Dietrich avait remarqué que Gschert lui-même s’inclinait devant l’alchimiste, bien que celui-ci fût son subalterne.

— Pourquoi donc ? s’enquit-il.

Il versa quelques cuillerées de potage dans un bol et le tendit à Jean, ainsi qu’un petit pain.

Au lieu de lui répondre, celui-ci attrapa l’Enfant Jésus que Joachim avait sculpté précédemment.

— Votre frère me dit que ceci est un portrait de votre seigneur-du-ciel ; mais la philosophie de la probabilité des événements conclut que les êtres originaires de mondes différents ont des formes différentes.

— La philosophie de la probabilité des événements, répéta Dietrich. Voilà qui est intrigant.

— Moins intrigant que le mystère de l’Incarnation, rétorqua Joachim. Le fils de Dieu a pris forme humaine pour descendre parmi nous, Jean.

L’intéressé écoutait son harnais crânien avec attention.

— Le Heinzelmännchen m’informe que, dans votre langue cérémonielle, le mot « incarnation » signifie probablement « mise en chair ».

— Ja, doch.

— Mais… Mais c’est merveilleux ! Jamais nous n’avons rencontré de peuple ayant le pouvoir de prendre la forme d’un autre ! Votre seigneur était-il un être de… Non, pas de feu, mais cette essence qui donne l’impetus à la matière.

— L’esprit, devina Dietrich. Energia en grec, c’est-à-dire le principe qui « œuvre à l’intérieur », ou encore qui anime.

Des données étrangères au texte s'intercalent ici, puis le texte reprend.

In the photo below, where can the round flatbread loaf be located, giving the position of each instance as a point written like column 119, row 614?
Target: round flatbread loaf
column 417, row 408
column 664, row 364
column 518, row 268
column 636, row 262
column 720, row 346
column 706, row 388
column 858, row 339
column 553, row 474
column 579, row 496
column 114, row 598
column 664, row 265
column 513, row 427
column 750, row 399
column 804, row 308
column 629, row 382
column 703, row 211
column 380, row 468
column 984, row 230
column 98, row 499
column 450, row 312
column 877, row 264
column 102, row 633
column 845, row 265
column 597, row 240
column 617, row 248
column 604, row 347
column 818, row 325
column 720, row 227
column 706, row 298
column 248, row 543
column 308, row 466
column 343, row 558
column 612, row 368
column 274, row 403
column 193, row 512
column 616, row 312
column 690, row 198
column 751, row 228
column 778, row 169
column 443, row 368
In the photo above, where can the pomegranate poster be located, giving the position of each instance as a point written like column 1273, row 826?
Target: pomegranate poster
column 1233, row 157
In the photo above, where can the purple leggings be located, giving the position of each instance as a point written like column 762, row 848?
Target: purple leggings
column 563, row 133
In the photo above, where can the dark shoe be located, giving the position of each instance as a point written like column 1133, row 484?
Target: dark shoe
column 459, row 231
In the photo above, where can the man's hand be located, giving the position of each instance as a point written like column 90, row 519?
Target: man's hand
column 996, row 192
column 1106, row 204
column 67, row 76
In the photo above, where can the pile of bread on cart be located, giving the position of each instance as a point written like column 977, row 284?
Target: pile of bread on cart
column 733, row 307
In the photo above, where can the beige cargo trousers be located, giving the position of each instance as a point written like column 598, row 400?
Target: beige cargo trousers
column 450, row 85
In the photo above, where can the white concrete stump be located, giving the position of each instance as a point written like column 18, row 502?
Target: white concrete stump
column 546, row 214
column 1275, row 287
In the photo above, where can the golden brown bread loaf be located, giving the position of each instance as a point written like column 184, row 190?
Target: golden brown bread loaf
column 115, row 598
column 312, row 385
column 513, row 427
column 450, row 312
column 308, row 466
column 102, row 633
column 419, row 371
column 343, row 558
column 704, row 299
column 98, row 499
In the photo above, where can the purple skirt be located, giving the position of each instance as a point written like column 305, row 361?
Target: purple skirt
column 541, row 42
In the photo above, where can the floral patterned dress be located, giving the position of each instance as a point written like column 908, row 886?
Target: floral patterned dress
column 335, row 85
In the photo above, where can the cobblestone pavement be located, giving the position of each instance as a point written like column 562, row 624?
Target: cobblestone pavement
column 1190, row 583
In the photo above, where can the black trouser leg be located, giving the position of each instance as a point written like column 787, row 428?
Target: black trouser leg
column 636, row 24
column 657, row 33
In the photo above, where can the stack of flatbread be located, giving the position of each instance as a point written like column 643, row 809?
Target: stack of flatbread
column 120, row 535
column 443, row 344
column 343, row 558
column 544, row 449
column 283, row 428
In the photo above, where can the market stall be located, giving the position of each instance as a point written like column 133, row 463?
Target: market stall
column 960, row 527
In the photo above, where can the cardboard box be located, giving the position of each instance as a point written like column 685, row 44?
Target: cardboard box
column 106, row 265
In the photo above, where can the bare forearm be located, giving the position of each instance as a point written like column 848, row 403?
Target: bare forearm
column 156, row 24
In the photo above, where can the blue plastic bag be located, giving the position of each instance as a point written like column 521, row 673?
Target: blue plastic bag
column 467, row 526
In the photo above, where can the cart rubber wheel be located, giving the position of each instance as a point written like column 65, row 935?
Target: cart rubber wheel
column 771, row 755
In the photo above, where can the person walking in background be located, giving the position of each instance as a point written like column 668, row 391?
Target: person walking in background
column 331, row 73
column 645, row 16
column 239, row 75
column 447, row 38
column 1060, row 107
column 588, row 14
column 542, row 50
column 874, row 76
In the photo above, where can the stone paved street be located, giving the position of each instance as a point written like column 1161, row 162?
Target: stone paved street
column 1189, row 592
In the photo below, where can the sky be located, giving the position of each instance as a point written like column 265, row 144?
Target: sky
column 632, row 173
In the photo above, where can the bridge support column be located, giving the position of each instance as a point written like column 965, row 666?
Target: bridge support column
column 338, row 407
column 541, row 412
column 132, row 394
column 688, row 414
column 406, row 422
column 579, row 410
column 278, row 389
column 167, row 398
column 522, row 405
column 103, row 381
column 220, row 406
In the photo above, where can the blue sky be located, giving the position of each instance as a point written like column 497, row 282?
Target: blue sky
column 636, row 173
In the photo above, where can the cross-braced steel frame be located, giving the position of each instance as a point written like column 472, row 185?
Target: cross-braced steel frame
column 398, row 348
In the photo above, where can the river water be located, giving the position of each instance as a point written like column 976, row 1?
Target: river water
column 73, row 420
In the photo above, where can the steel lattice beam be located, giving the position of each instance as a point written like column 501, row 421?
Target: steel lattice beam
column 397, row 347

Le Krenk médita cette réponse.

— Nous connaissons une… relation… entre l’esprit et la matière. Nous disons que l’esprit égale la matière multipliée par la vitesse de la lumière, encore multipliée par la vitesse de la lumière.

— Intéressante invocation, quoique de toute évidence de nature occulte, commenta Dietrich.

Mais le Krenk s’était tourné vers ses deux congénères pour leur adresser des propos qui ne furent pas traduits. Une discussion agitée s’ensuivit, jusqu’à ce que l’alchimiste se coiffe de son propre harnais pour demander à Dietrich :

— Parlez-moi de ce seigneur d’energia pure et de la façon dont il s’est mis en chair. Un tel être pourra peut-être nous sauver lorsqu’il reviendra !

— Amen ! fit Joachim.

Mais Kratzer fit crépiter ses lèvres.

— Mise en chair ? Jamais les atomes de la chair ne s’accorderaient. Un Hochwalder peut-il féconder un Krenk ? Wa-bwa-wa.

Arnaud agita le bras.

— Un être d’energia pure connaît peut-être l’art d’habiter un corps étranger. (Il s’assit à la table.) Dites-moi : doit-il revenir bientôt ?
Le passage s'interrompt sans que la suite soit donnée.